Today, the only workaround is to split these into separate, manually-triggered TaskSpawners, losing pipeline context and dependency output passing ({{.Deps}}).

Proposal

Add an approvalPolicy field to TaskSpec that causes a task to enter a new AwaitingApproval phase after the agent completes successfully, holding downstream dependents until approval is granted.

New TaskPhase

const (
    // TaskPhaseAwaitingApproval means the agent succeeded but downstream
    // dependents are blocked pending human approval.
    TaskPhaseAwaitingApproval TaskPhase = "AwaitingApproval"
)

New API Fields

// ApprovalPolicy defines how a task awaits and receives human approval
// before unblocking downstream dependents.
type ApprovalPolicy struct {
    // Mode specifies how approval is delivered.
    // "annotation" — approve by setting a kubectl annotation on the Task
    // "githubComment" — approve via a comment on the associated GitHub item
    // +kubebuilder:validation:Enum=annotation;githubComment
    // +kubebuilder:default=annotation
    Mode string `json:"mode,omitempty"`

    // ApproveCommand is the comment text that grants approval (e.g., "/approve").
    // Only used when mode is "githubComment".
    // +optional
    ApproveCommand string `json:"approveCommand,omitempty"`

    // RejectCommand is the comment text that rejects and fails the task (e.g., "/reject").
    // Only used when mode is "githubComment".
    // +optional
    RejectCommand string `json:"rejectCommand,omitempty"`

    // TimeoutSeconds is the maximum time to wait for approval before
    // auto-failing the task.
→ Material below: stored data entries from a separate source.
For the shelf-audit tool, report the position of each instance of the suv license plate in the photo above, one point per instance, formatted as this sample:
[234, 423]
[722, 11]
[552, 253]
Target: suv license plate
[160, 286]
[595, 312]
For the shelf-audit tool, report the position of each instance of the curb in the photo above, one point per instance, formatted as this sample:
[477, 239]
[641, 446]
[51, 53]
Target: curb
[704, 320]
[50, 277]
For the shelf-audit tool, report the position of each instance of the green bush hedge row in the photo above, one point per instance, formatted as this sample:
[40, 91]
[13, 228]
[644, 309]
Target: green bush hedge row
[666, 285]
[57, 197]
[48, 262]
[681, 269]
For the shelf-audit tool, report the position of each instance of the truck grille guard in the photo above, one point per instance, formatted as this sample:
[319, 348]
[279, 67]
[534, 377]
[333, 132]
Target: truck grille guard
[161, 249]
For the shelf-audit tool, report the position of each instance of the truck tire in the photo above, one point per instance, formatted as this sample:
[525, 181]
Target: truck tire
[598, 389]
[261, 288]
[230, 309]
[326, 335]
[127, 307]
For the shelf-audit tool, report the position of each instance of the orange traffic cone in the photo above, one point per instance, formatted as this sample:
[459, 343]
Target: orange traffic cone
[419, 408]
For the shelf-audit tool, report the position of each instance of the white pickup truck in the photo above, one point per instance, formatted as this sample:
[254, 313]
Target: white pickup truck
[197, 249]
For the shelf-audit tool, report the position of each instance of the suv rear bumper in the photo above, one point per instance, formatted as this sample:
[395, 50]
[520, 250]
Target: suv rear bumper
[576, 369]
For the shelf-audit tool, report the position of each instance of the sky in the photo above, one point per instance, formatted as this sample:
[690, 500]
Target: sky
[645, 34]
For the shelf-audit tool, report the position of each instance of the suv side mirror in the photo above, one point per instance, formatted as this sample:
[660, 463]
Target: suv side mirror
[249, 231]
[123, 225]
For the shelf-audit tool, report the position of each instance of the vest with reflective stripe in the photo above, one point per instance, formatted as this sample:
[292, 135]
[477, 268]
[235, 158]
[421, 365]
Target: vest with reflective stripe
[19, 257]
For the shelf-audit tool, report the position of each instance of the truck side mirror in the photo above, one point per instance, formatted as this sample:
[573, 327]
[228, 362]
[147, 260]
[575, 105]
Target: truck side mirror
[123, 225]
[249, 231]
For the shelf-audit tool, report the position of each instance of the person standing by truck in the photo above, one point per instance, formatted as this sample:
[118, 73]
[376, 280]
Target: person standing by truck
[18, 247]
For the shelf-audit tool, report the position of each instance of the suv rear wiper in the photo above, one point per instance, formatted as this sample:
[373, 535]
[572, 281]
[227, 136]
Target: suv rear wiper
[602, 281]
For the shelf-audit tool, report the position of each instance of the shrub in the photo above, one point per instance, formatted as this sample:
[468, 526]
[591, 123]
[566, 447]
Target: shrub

Zero means wait indefinitely.
    // +optional
    // +kubebuilder:validation:Minimum=0
    TimeoutSeconds *int32 `json:"timeoutSeconds,omitempty"`
}

Added to TaskSpec:

type TaskSpec struct {
    // ... existing fields ...

    // ApprovalPolicy, when set, causes the task to enter AwaitingApproval
    // phase after the agent succeeds instead of immediately transitioning
    // to Succeeded. Downstream dependents remain blocked until approval
    // is granted. If the task fails, it transitions directly to Failed
    // (approval is only requested on success).
    // +optional
    ApprovalPolicy *ApprovalPolicy `json:"approvalPolicy,omitempty"`
}

Controller Behavior

  1. Agent completes successfully → task enters AwaitingApproval (not Succeeded)
  2. status.outputs and status.results are captured normally (available for inspection)
  3. Downstream dependsOn tasks remain in Waiting phase (existing checkDependencies already handles this — it only unblocks on Succeeded)
  4. Approval received → task transitions to Succeeded → dependents unblock
  5. Rejection received → task transitions to Failed → dependents fail with "dependency failed"

Annotation mode (default, simplest):

kubectl annotate task write-tests kelos.dev/approved=true

GitHub comment mode (for PR/issue-driven workflows):
The spawner's GitHub polling loop checks for approval comments on the associated GitHub item, similar to the existing commentPolicy mechanism.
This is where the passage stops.